Canary Wharf argued that the lease had not been frustrated and that the EMA had to continue paying the rent, which taking future rent reviews into account could amount to £500m.
The High Court agreed with Canary Wharf. The doctrine of frustration does not take into account any foreign law that might affect the parties' obligations under the contract. The lease was governed by English law, and under English law there was nothing to stop EMA operating from London and so they could not avoid paying the rent.
Further, the High Court held that regardless of Brexit the EMA would continue to have the power to assign or sublet the property during the remainder of the lease term. It added that any frustration would have been self-induced by the EMA in taking the decision that it could no longer operate within the UK as the EU still had the legal capacity to maintain the headquarters of its agencies in non-EU countries.
The EMA was granted leave to appeal by Mr Justice Marcus Smith on 1 March 2019 on the grounds that an appeal had a real prospect of success and that the importance of the case was a compelling reason to grant permission.
Subsequently the EMA was able to sublet the whole property to WeWork for the remainder of the term and withdrew their appeal. Therefore, the ability for a tenant to successfully claim frustration of a commercial lease for Brexit-related reasons remains a possibility.
For the time being, perhaps. There are no high-profile frustration cases reported as being ongoing at the moment. This is perhaps not entirely surprising, given that the transition period following the UK's formal withdrawal from the European Union on 31 January 2020 has only just begun, and will last until 31 December 2020.
Only once the negotiations have been concluded and the dust settled will we have a clear understanding of the potential restraints on trade between the UK and the EU - and whether these are significant enough to support a claim for frustration of contract. It is at this point that we may see tenants considering their position, and if they do not have a break option or a ready supply of assignees or sub-tenants to take on the lease, the frustration argument might be dusted off once more - either in earnest or in support of surrender negotiations.

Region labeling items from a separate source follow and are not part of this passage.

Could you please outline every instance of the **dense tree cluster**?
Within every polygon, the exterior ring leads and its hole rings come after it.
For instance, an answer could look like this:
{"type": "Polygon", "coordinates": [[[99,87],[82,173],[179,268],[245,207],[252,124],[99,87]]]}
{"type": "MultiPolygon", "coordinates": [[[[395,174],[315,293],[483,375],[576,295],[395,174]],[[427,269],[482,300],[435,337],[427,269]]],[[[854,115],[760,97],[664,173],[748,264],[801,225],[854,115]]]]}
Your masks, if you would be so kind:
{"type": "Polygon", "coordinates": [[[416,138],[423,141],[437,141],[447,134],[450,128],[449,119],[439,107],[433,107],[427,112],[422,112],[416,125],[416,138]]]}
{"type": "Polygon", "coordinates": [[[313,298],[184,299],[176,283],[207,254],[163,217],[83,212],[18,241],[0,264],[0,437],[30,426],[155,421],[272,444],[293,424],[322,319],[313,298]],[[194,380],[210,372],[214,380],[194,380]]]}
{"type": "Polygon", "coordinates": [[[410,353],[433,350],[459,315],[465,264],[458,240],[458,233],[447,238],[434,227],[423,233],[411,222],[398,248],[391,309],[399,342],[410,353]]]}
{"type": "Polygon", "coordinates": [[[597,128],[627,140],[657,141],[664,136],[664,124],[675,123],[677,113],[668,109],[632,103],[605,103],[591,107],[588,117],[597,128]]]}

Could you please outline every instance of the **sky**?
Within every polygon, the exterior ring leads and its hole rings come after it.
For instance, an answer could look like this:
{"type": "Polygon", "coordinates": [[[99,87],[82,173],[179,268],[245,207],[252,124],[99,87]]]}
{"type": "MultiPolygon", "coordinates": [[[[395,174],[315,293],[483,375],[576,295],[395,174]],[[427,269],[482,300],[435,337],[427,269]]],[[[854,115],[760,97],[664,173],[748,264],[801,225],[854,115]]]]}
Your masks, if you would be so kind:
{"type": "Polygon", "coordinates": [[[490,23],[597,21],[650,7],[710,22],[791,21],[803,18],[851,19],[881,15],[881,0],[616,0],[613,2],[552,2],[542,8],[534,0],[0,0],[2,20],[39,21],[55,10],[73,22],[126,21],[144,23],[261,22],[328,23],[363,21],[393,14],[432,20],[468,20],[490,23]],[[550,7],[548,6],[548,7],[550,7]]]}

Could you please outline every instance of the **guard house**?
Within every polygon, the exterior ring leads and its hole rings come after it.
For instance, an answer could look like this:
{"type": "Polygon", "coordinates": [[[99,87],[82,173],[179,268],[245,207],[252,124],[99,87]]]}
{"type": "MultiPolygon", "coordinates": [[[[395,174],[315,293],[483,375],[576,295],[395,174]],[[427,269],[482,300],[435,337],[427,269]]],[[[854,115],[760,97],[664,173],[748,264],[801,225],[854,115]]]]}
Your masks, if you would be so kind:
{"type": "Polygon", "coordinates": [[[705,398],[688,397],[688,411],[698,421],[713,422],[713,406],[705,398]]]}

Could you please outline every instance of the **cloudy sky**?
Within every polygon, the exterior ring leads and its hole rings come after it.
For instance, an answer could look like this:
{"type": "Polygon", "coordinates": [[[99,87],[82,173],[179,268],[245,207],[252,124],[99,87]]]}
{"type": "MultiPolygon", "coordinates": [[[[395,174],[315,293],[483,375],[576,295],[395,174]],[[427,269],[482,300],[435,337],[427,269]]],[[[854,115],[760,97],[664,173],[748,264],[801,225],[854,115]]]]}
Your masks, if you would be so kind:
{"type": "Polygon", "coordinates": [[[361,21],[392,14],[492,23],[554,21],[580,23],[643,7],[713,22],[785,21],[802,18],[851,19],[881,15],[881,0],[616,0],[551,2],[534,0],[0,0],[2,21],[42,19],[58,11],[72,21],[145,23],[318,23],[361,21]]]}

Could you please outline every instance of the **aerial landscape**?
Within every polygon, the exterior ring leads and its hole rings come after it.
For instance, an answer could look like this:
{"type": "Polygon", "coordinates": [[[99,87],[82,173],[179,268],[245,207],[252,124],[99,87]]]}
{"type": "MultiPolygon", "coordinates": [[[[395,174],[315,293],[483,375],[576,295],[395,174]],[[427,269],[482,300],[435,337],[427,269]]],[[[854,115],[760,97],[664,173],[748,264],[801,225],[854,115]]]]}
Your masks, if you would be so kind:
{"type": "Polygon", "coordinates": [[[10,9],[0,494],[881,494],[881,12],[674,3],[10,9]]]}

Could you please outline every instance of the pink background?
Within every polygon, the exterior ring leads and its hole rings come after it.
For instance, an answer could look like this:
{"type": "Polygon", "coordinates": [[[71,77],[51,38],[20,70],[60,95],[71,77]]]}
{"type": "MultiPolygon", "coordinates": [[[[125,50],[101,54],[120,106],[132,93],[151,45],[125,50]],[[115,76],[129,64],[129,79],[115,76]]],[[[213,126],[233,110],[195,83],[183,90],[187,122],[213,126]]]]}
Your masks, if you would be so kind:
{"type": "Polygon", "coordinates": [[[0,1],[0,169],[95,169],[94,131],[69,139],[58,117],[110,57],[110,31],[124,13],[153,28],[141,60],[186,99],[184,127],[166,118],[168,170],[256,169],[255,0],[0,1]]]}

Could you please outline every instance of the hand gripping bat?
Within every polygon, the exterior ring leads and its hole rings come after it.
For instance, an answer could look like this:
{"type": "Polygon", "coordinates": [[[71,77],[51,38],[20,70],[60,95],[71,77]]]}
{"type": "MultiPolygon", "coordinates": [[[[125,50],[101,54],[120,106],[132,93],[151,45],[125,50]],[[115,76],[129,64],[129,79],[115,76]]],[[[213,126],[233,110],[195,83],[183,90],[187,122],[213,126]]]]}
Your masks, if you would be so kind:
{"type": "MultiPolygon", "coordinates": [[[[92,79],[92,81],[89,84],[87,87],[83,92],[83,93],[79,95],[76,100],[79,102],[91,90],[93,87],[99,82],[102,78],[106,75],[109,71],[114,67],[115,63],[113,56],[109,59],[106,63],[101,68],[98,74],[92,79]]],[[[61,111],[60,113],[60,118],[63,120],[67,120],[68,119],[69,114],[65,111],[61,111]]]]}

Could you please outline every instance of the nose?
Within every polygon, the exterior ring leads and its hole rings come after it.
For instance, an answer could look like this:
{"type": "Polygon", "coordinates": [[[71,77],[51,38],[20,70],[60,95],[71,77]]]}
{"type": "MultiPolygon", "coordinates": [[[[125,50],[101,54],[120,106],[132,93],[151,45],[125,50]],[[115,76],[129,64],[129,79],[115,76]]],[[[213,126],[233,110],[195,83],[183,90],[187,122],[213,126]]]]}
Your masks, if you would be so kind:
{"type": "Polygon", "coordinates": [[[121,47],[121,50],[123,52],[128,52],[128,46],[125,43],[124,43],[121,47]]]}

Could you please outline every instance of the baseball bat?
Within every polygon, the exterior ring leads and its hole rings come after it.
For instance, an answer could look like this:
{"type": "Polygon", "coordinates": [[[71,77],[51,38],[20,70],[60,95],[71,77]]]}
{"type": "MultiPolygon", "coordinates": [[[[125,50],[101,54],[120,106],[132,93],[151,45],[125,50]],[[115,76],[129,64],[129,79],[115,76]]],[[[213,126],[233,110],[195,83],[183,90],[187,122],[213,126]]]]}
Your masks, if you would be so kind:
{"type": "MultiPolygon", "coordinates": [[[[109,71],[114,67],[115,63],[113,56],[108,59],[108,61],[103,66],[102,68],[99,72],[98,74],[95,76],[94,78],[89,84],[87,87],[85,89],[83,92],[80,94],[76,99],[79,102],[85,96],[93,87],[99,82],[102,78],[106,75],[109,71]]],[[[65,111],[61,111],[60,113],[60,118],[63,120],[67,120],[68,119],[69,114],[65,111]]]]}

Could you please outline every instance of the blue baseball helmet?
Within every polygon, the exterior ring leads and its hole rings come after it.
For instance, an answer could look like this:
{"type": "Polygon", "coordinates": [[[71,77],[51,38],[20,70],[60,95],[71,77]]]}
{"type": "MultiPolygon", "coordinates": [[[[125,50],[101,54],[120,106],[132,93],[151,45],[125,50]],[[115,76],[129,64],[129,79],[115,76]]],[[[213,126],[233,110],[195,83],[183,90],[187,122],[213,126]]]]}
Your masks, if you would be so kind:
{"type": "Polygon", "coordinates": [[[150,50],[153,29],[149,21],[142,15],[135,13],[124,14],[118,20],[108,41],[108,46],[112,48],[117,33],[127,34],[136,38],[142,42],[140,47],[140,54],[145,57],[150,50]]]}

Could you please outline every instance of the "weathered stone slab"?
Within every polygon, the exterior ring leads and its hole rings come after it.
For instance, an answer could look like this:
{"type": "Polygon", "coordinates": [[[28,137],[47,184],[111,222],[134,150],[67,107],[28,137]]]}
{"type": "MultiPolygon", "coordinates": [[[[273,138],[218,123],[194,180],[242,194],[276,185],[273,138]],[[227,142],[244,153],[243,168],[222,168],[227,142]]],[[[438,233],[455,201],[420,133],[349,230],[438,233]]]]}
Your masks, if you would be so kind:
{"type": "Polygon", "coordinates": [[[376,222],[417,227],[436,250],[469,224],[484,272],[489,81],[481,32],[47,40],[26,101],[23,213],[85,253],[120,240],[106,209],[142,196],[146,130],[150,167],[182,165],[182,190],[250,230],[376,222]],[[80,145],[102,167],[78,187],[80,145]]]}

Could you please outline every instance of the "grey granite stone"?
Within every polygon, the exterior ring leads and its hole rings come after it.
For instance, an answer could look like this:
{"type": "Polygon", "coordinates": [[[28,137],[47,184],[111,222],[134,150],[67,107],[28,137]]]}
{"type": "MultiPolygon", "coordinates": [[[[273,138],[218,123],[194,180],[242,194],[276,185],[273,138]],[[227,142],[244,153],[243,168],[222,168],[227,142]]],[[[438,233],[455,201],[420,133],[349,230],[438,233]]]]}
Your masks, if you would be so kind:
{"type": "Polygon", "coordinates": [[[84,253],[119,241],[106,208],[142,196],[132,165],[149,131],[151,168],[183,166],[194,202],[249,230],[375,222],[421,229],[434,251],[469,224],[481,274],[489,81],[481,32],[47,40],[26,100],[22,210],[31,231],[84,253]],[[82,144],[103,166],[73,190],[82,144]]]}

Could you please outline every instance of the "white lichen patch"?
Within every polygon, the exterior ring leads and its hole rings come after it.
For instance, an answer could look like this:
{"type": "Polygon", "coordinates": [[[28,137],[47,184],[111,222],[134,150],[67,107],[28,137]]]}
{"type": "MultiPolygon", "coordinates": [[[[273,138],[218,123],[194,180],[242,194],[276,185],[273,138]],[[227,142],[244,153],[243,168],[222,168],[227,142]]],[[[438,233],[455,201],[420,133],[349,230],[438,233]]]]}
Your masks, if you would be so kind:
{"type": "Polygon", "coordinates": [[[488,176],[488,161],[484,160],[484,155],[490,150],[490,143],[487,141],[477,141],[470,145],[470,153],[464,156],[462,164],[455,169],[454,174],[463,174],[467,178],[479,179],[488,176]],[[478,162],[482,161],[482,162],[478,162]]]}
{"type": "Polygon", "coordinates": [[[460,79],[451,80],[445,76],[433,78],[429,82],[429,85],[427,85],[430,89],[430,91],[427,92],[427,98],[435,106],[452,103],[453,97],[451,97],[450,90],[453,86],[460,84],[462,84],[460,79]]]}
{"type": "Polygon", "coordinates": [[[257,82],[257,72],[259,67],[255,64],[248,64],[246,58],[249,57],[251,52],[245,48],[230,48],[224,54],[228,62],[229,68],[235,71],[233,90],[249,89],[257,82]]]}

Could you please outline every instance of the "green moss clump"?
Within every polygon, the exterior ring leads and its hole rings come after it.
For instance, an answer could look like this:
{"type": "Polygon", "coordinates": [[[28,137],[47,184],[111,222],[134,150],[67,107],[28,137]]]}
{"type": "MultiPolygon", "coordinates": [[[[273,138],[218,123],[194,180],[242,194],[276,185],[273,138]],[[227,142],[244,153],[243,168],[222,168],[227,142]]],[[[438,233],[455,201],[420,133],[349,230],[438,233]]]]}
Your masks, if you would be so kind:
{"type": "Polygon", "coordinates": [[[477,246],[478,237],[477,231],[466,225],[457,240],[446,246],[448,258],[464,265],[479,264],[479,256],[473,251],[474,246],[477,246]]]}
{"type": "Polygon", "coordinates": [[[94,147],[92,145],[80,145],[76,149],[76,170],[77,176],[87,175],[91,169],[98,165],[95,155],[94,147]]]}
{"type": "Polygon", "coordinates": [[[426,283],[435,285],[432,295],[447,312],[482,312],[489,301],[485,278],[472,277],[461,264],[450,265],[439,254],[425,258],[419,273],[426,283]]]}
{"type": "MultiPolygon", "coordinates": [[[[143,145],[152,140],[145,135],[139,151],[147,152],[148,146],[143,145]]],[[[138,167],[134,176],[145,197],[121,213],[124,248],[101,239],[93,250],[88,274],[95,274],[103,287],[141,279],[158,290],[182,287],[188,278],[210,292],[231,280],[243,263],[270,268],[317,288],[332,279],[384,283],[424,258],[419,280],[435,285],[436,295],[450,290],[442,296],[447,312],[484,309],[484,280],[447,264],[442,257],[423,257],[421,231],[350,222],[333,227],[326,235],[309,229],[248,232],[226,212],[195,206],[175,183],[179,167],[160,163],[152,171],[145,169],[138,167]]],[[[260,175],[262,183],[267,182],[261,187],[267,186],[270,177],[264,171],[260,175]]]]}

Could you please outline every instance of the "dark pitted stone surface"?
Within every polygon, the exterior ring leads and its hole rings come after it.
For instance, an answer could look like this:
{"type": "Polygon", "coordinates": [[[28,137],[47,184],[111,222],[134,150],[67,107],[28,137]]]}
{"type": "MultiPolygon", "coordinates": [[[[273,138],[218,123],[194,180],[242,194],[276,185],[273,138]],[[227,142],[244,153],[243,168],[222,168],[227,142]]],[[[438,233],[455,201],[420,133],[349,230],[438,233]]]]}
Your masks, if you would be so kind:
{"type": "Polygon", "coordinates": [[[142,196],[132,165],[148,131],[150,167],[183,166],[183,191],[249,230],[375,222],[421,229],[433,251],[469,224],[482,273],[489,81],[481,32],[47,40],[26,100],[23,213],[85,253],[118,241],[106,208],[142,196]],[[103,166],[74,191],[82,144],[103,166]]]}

City landlords will be keeping a keen eye on negotiations between the UK and the EU governing financial services and the level of access to the Single Market that UK-based companies will be allowed. The EU has already indicated that continued unconstrained access cannot be expected to continue post-Brexit, and may be thought to have a vested interest in luring financial services away from the City. If it turns out to be a disadvantage for financial service companies to be based in London rather than say Paris or Berlin, then we may encounter a second wave of frustration-based claims from newly reluctant tenants of high-rent properties.
A key element of frustration being that the frustrating event was not contemplated by the parties at the time the relevant agreement was entered into, clearly any lease or contract completed after the 2016 referendum is not at risk of a Brexit-based claim, but older leases in particular must be considered at risk.
As Canary Wharf v EMA remains the only case of its kind to date, and was not run to its conclusion due to the EMA withdrawing its appeal, we can only speculate as to the likely result of that appeal, and the true risk that a court will allow a lease or other contract to be determined on the basis of Brexit-related frustration. Each claim will of course be considered on its individual merits, and any application of the doctrine is likely to applied narrowly by the courts but, in such uncertain times the possibility of a successful claim being made cannot be ruled out.
So can we expect sunlit uplands or darkened City offices with the lights switched off? All will at least begin to be revealed in 2021.